Embracing the Power of Contemplation

Embracing the Power of Contemplation

Over the past few years I’ve found Richard Rohr to be such a helpful guide in my quest to grow up and actually be a follower of Jesus. As a Protestant, it’s been important for me to find people from the Catholic faith to teach me the things that God has preserved for his people through their tradition. The practice of contemplation – largely preserved and practiced by the monastics – is challenging me. Contemplation is really a way to step back from our ‘ego’ and the immediacy of life so that we can take a hard look at ourselves. Rohr’s quote below comes from a DVD called The Gospel Call to Compassionate Action. The words about judging, critiquing, and computing are especially convicting for me as a Christian. How much of my life is dedicated to those wasteful actions and thought patterns? Rohr says:

“Contemplation is meeting reality in its most simple and immediate form.

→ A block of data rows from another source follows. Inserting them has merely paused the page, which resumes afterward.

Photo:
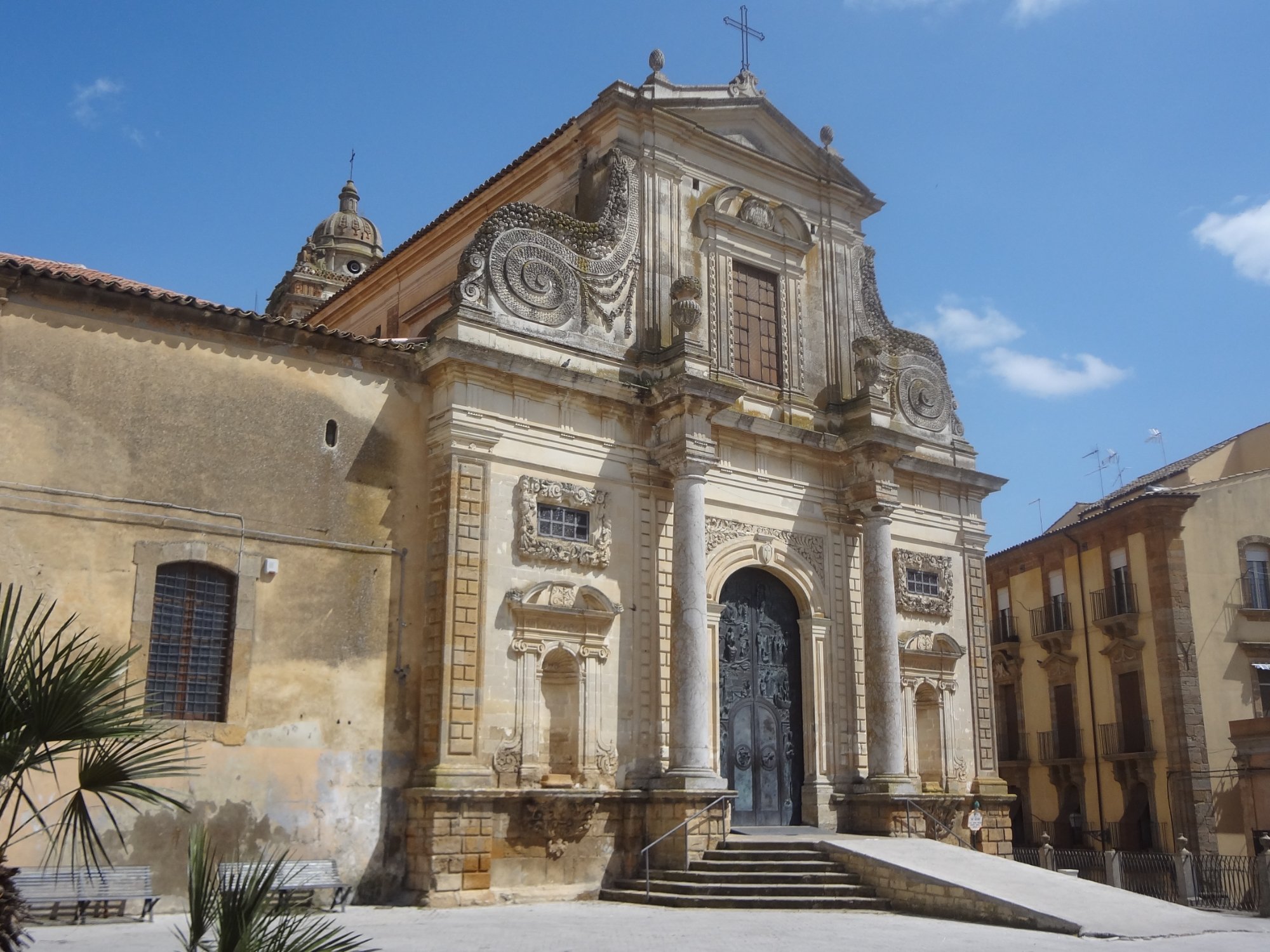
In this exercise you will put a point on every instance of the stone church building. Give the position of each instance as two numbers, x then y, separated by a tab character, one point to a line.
610	497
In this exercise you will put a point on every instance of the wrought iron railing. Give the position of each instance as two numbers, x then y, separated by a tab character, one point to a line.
1061	746
1126	738
1150	875
1013	748
1118	600
647	852
1257	591
1227	883
1089	864
1137	836
1005	630
1053	616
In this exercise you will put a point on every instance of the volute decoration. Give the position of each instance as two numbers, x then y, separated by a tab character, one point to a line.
686	303
811	548
920	379
924	394
533	491
914	602
551	268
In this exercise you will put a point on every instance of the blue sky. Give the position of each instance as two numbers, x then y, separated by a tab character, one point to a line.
1079	196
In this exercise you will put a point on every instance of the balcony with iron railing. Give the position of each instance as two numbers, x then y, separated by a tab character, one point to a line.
1052	625
1056	747
1116	610
1255	588
1126	739
1012	750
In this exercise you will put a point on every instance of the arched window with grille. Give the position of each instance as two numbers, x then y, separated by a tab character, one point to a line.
191	639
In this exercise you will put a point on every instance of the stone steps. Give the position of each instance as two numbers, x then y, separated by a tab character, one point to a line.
752	875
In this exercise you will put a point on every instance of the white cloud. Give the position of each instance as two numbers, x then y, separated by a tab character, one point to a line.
90	100
1244	237
1046	378
962	329
1028	11
1022	12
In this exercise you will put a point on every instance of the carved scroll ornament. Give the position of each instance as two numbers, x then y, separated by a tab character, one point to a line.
533	491
551	268
914	602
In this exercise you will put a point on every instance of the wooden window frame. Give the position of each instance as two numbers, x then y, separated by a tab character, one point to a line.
765	364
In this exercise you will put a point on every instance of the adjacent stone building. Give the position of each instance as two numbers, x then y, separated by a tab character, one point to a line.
609	497
1132	661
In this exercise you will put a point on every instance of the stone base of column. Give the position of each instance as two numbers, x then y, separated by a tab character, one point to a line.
890	785
688	779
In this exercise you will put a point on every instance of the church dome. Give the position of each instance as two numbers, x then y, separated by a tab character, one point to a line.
350	229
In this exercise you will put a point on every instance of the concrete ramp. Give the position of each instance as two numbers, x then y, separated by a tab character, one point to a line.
953	883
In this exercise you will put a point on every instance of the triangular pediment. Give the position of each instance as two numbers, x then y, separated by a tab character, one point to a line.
755	124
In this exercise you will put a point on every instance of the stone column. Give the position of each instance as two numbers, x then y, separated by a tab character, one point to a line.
692	682
883	699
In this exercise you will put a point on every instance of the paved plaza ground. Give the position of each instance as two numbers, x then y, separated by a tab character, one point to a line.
585	927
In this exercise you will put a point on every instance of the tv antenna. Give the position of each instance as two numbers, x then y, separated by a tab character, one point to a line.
1041	519
1099	466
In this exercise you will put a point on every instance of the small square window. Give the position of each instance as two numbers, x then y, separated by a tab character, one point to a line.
559	522
921	583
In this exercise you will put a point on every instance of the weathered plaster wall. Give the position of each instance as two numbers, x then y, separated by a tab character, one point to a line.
126	402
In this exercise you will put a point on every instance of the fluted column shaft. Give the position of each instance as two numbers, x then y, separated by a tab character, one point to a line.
692	684
883	694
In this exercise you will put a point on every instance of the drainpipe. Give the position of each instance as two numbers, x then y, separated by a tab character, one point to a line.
1089	673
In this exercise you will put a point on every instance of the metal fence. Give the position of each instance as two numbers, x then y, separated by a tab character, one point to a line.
1151	875
1227	883
1090	864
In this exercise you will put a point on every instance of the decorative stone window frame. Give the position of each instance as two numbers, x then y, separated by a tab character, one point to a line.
577	619
1258	615
737	225
533	491
246	568
939	606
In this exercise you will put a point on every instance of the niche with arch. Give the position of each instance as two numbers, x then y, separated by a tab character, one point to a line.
561	647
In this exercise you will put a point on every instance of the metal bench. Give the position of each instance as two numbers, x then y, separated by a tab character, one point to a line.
297	878
88	892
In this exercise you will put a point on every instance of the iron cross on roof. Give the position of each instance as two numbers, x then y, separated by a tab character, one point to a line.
746	34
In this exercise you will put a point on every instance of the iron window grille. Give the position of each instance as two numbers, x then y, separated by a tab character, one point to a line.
562	522
191	638
923	583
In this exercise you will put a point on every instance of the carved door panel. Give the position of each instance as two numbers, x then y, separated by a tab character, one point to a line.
760	700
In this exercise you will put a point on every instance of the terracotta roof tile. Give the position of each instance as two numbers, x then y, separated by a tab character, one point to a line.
88	277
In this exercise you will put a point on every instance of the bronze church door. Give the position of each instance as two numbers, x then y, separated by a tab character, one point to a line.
760	700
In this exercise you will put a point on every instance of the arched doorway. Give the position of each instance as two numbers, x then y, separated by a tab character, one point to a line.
761	699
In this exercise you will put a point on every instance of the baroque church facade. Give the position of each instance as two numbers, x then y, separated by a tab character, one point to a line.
612	497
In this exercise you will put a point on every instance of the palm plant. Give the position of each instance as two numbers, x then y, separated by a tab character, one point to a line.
72	722
237	913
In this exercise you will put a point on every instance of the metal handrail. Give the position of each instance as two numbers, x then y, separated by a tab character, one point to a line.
650	847
934	819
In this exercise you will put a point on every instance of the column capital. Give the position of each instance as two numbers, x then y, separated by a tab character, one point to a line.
877	507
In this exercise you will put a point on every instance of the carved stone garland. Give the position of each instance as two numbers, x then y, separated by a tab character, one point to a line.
553	270
559	821
533	491
906	601
811	548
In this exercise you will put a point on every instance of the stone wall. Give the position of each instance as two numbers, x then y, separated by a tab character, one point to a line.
504	846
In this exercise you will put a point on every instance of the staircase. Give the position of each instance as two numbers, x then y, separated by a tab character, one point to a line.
754	875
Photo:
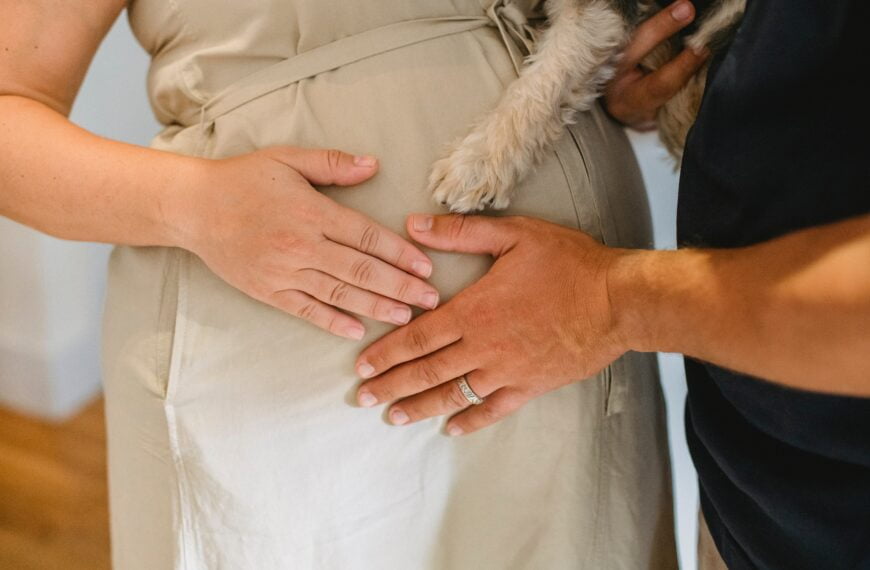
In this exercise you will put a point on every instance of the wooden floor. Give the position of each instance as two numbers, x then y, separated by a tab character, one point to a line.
53	499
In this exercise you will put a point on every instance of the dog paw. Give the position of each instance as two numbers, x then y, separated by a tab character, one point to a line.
471	178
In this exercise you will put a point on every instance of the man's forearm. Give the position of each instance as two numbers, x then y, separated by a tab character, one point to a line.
64	181
795	310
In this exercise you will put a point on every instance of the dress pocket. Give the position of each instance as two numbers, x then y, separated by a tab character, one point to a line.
173	301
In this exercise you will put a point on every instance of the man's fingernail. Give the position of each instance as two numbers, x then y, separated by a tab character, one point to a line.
429	300
681	12
356	332
365	161
366	399
422	223
398	417
422	268
701	51
400	315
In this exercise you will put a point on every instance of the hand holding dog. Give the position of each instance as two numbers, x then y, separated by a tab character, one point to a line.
633	96
540	319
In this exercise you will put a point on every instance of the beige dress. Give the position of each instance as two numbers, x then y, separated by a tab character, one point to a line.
234	440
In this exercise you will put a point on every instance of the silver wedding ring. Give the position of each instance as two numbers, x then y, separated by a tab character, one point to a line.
467	391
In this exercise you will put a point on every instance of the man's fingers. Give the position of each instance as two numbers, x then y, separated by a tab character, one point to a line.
417	375
359	232
326	167
320	314
447	398
660	86
424	335
467	234
656	30
497	406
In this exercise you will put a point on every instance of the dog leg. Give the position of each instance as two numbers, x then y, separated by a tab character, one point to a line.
565	74
678	115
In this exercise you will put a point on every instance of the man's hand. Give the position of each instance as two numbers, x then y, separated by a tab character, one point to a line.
540	319
634	96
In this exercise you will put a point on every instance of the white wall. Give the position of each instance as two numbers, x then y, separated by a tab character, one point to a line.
51	291
661	184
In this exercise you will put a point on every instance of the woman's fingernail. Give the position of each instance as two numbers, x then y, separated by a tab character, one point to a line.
429	300
422	268
398	417
681	12
400	315
365	161
366	399
356	332
422	223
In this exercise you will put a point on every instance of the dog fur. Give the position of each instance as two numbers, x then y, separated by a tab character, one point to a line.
572	62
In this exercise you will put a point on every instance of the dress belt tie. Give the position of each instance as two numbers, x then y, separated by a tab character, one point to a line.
515	29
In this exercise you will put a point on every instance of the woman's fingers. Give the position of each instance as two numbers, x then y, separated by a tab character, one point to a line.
372	274
325	167
318	313
655	30
344	296
357	231
417	376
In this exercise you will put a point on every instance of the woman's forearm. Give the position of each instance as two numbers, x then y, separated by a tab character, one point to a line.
69	183
795	310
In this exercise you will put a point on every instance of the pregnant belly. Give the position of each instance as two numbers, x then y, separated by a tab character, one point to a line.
402	106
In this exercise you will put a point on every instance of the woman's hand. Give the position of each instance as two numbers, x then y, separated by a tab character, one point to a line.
540	319
633	96
257	222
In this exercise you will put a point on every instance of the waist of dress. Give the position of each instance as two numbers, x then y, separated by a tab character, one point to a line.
515	29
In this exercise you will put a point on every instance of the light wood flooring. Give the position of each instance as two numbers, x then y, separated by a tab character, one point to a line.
53	496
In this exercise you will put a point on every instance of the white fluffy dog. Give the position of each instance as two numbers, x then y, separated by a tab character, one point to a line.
573	60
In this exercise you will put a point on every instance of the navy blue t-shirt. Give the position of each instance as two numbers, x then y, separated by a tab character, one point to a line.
782	142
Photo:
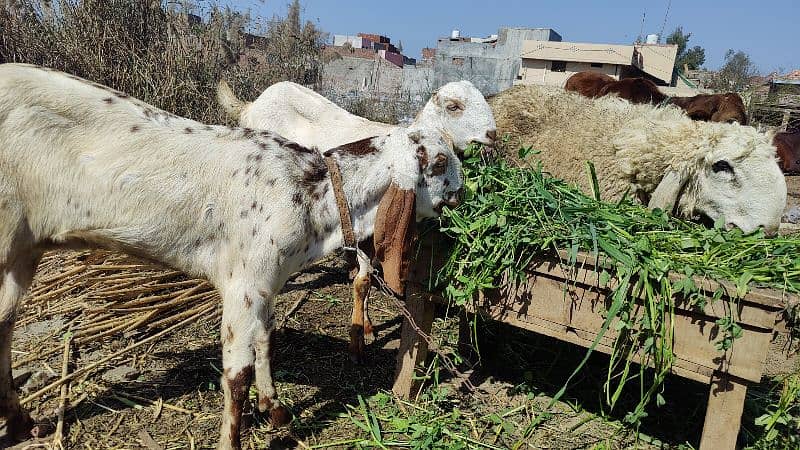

The only way you can do this is by getting rid of your usual mental grid—your practiced ways of judging, critiquing, and computing everything. That’s why the mind has to be placed to the side. It just operates in its habitual neural grooves, and nothing really new can get in. God, who is always new and mysterious, has very little chance of breaking through.

Finally, “you,” that is, your small mental ego, is out of the way! Once you experience this more oceanic awareness, you’ll never finally be satisfied with anything less. You now have “the mind of Christ” (1 Corinthians 2:16), as presumptuous, arrogant, and scary as that might sound.